Now grown, the Bloodworth sons are tied down by their emotional baggage: Eldest son Brady (W. Earl Brown, who also penned the script) still lives with Mama and suffers extreme paranoia; middle child Boyd (Dwight Yoakam) is an uncommunicative drifter and possibly abusive father to his son Fleming (Reece Thompson); and third son Warren (Val Kilmer), a bar owner, goes through women like an alcoholic runs through whiskey. When E.F. sends a message that he’s coming home, the news awakens the brothers’ long-suppressed rage and resentment.
Only Fleming, an aspiring writer, has any chance of breaking the cycle of violence and retribution. The setup itself is fairly promising: The Bloodworths, in their way, are as damaged and dysfunctional as anything Flannery O’Connor might have conceived. But as a whole, the film never gets off the ground. Stymied by long, expository passages of dialogue, it lacks the energy and momentum that would have helped immeasurably to move the story forward.

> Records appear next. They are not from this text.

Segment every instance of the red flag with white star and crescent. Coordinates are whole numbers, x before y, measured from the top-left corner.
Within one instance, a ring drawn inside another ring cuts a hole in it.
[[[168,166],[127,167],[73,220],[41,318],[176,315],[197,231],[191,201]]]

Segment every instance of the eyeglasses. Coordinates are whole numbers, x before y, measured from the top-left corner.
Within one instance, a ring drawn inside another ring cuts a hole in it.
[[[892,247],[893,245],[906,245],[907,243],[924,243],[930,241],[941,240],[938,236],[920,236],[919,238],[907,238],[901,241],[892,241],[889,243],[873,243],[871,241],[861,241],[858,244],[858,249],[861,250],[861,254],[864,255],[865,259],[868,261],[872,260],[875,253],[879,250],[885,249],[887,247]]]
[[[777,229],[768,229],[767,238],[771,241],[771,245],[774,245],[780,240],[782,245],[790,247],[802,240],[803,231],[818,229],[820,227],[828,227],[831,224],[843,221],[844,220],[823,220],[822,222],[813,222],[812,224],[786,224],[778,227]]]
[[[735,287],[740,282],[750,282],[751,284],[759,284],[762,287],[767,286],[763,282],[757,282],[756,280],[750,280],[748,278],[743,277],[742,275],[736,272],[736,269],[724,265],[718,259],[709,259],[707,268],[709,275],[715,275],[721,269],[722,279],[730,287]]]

While the Bloodworth brothers, particularly Kilmer’s Warren, are credibly portrayed, young Thompson fares less well: His stagy line readings, delivered in wobbly dialect, leave you feeling that he’s walked in from another movie. A subplot involving Duff as the girl who may offer Fleming a chance to escape the curses of his family feels forced and superficial, and few of the characters invite any real emotional investment. Additionally, some sequences seem positively over the top, one of which includes a tornado that looks as if it were extracted from the prologue of “The Wizard of Oz.”
That said, it’s great to see Kristofferson back in the saddle, though his part as the fatalistic, taciturn patriarch is far more abbreviated than one might have wished. The sight of him strumming his guitar is one of the pic’s bright spots, as is a much-too-brief cameo by the inimitable Barry Corbin as a bartender with an itchy trigger finger.